A new infrastructure levy of €15 per unit is being applied to laden containers and trailers. The port advises that the purpose of the levy is to help fund the Port Development projects which are
currently underway or in planning. The ports of Rosslare Europort and Waterford do not have any present plans to impose such charges.
The increases in Dublin charges, together with the significant rate increases being sought by the ferry companies, are worrying hauliers who carry low-cost items, typically materials for use in the construction industry to Britain. This represents a substantial amount of low margin traffic and without trailer flows to and from Britain would become lopsided forcing further rate increases.

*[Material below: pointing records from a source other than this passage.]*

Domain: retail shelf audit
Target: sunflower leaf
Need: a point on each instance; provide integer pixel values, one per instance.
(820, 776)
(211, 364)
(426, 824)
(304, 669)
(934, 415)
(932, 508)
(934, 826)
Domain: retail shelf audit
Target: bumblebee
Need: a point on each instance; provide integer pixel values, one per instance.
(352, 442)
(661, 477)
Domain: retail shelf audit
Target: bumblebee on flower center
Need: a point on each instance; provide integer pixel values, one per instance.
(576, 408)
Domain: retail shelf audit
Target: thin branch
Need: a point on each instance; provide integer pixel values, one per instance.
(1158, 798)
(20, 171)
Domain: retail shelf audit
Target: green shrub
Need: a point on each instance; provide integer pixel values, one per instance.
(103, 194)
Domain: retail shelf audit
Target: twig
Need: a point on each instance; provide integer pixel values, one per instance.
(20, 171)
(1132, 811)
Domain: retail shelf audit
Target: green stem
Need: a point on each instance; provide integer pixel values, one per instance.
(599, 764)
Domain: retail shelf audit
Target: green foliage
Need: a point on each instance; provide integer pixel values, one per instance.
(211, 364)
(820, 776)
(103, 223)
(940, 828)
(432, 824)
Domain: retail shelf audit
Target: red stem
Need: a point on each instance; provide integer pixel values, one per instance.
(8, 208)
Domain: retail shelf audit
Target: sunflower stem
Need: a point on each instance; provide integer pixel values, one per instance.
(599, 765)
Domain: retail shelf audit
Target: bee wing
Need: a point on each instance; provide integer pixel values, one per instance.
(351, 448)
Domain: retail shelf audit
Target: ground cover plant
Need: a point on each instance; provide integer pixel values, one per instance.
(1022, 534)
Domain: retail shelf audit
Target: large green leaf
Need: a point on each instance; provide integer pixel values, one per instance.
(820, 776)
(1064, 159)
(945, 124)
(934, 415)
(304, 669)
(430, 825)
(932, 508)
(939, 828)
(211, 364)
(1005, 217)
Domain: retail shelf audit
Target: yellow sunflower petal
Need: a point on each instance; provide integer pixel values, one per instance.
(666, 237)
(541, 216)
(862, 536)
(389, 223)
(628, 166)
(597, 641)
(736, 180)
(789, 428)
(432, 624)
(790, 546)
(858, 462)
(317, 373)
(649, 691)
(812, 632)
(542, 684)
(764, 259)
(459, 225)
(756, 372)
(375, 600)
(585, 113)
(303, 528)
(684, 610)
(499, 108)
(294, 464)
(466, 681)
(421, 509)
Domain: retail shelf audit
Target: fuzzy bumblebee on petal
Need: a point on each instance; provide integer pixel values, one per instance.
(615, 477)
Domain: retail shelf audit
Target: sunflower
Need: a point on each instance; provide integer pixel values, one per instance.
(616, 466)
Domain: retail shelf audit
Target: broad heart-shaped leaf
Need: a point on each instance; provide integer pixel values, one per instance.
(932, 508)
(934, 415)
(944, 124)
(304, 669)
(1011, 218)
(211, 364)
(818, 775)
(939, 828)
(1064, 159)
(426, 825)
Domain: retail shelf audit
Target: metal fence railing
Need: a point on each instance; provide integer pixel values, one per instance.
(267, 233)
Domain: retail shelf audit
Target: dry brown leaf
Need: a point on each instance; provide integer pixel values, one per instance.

container tracking and monitoring continues to improve
The rapid implementation of container tracking systems by major shipping lines and other operators has significantly increased shipper trust in shipping using this mode. It is estimated that about 20% of the global fleet is monitored throughout its journey from cargo shipper’s premises to customer’s
warehouse. Significant work is underway in East Africa for example to switch fruit and vegetable traffic from air freight to shipment to Europe in reefer containers. This is due to the ability of the cargo owners to control the condition of the cargo and avoids the need to stow and re-stow the goods at various stages throughout their journey.
As volumes being shipped in this way increase, certain shippers have been putting in place two monitoring devices, one hidden away, in each container which operate independently and reduce the risk of theft or damage en route.